Today I’m sipping on Bourbon Batch 031. It is a blend of Bourbons from three states:  Indiana, Kentucky, and Tennessee. As such, we’re looking at MGP, (likely) Jim Beam, and George Dickel.  These straight Bourbons are 6, 7, 10, 15, and 16 years old. There is a bit of 99% corn Bourbon, a smidge of wheated Bourbon, and the rest of traditional recipes. Like everything BCS, it is bottled at barrel strength which, in this case, is 111.2° (55.6% ABV). You can expect to pay about $89.99 for a 750ml package.

 

Before I #DrinkCurious, I’d like to thank BCS for providing me a sample of Batch 031 in exchange for a no-strings-attached, honest review. 

 

Appearance:  Poured neat in my Glencairn glass, Batch 031 was deep amber.
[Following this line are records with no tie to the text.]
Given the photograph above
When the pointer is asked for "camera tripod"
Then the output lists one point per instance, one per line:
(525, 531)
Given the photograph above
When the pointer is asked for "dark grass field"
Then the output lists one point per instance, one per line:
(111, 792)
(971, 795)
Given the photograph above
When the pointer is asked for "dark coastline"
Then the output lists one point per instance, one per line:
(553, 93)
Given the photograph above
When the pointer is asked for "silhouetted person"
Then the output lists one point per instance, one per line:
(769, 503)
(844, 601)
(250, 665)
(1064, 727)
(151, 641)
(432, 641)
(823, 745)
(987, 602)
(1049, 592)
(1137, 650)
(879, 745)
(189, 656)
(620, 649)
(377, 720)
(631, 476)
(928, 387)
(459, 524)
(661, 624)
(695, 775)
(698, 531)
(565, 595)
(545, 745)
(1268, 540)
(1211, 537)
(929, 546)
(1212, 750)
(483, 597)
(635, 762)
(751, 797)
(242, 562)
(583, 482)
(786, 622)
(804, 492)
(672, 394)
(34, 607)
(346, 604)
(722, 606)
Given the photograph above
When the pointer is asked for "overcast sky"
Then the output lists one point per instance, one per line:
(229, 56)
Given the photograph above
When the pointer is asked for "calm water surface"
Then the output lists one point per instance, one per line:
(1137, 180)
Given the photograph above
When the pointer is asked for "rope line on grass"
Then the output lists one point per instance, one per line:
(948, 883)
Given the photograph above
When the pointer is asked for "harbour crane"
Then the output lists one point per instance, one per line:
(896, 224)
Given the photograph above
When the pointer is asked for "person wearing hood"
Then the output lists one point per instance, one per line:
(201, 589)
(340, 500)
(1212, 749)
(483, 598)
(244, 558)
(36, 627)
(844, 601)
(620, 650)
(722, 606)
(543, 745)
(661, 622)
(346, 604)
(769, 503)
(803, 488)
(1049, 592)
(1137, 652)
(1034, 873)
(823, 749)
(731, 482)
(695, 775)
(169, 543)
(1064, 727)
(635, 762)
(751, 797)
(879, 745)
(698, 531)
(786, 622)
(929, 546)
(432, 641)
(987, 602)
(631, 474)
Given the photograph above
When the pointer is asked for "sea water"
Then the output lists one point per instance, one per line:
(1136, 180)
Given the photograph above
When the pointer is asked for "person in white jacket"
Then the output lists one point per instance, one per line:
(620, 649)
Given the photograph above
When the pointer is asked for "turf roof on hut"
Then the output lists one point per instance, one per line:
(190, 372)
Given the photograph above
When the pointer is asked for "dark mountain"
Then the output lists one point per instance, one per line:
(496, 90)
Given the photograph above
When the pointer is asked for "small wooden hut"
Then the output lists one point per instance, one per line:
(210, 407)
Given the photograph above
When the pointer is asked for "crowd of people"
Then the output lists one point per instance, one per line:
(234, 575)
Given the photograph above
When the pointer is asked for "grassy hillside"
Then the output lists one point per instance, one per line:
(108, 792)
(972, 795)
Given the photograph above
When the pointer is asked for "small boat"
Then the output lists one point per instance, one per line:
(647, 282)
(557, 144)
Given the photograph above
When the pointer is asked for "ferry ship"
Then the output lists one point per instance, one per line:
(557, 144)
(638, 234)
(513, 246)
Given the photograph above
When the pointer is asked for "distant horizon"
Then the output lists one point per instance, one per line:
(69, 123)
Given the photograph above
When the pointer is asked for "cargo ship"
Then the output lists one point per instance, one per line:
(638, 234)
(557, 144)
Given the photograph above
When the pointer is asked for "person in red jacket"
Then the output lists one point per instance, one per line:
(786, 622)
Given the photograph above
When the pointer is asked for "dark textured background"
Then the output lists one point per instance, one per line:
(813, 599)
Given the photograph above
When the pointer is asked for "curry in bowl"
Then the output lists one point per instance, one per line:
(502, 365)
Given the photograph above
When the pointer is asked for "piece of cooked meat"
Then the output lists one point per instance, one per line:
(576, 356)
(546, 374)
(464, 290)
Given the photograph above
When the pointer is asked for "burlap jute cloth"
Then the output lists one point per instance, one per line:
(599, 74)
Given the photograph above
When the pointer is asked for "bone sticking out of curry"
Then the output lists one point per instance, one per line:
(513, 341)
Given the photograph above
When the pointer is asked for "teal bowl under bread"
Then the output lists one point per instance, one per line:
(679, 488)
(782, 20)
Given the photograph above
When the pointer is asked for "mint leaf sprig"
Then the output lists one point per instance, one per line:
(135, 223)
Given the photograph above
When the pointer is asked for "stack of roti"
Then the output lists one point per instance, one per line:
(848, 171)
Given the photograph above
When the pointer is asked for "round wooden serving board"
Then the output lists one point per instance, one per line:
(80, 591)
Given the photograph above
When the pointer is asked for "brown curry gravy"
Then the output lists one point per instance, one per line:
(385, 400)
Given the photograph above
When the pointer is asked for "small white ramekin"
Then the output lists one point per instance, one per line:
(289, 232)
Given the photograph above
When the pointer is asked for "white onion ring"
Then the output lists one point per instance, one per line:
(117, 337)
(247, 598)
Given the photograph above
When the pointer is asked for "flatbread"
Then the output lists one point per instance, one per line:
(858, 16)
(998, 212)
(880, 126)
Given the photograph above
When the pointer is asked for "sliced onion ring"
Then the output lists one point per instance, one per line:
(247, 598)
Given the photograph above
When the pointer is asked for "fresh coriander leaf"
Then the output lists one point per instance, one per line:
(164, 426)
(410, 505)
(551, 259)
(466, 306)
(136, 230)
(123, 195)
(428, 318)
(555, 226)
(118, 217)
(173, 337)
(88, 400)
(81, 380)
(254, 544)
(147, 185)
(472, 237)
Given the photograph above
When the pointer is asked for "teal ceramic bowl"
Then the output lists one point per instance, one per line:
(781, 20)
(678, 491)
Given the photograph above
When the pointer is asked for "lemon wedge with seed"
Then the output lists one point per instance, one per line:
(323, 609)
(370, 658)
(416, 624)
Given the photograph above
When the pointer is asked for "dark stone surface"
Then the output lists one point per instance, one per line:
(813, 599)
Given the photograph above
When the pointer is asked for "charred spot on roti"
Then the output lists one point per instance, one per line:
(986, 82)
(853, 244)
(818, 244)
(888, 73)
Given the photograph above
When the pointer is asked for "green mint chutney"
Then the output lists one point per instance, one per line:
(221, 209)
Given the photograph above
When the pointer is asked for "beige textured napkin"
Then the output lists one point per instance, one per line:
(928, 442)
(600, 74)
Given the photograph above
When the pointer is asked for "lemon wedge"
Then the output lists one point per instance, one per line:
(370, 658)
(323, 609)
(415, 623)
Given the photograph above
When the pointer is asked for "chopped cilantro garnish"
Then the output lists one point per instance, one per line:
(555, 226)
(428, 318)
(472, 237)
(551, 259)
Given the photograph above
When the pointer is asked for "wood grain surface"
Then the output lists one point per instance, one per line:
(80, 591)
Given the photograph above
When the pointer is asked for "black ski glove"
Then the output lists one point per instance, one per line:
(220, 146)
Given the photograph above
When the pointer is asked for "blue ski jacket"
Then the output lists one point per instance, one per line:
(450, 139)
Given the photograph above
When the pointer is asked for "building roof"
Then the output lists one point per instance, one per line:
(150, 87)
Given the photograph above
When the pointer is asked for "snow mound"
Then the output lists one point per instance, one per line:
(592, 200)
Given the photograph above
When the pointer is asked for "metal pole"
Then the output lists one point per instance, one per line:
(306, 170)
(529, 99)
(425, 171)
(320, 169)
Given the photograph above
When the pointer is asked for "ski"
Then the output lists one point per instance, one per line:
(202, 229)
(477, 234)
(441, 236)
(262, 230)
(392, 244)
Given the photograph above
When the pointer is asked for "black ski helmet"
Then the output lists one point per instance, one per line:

It created a thinner rim that generated long, slow legs that crawled back to the pool of liquid sunshine.

 

Nose:  A complex nose of orange peel, apple, date, brown sugar, nutmeg, cinnamon, and oak forced me to keep sniffing the inside of my glass. When I drew the vapor into my mouth, a vanilla-peppermint combination rolled across my tongue.

 

Palate:  The texture was thick, creamy, and full-bodied. On the front of my palate, I tasted berry, plum, orange zest, and rye spice. The middle featured ginger, nutmeg, allspice, and caramel. Then, on the back, I experienced cola, marshmallow frosting, dry oak, and black pepper.

 

Finish:  This was one of those Energizer Bunny finishes. It was sweet with marshmallow frosting and plum transitioned with cola before becoming spicy with dry oak, ginger spice, allspice, dry oak, and black pepper. It left a sizzle on my tongue without hitting my hard palate.

 

Bottle, Bar, or Bust:  Batch 031 had one of the most complex noses I’ve experienced. It took me many minutes to discern everything. The mouthfeel was lovely, which led to a fruity, spicy, sweet palate and finish. I really liked this one, and the price is an easy one to swallow. I am happy to convey my Bottle rating. Cheers!

 



My Simple, Easy to Understand Rating System

  • Bottle = Buy It
  • Bar = Try It
  • Bust = Leave It

 

Whiskeyfellow encourages you to enjoy your whiskey as you see fit but begs you do so responsibly.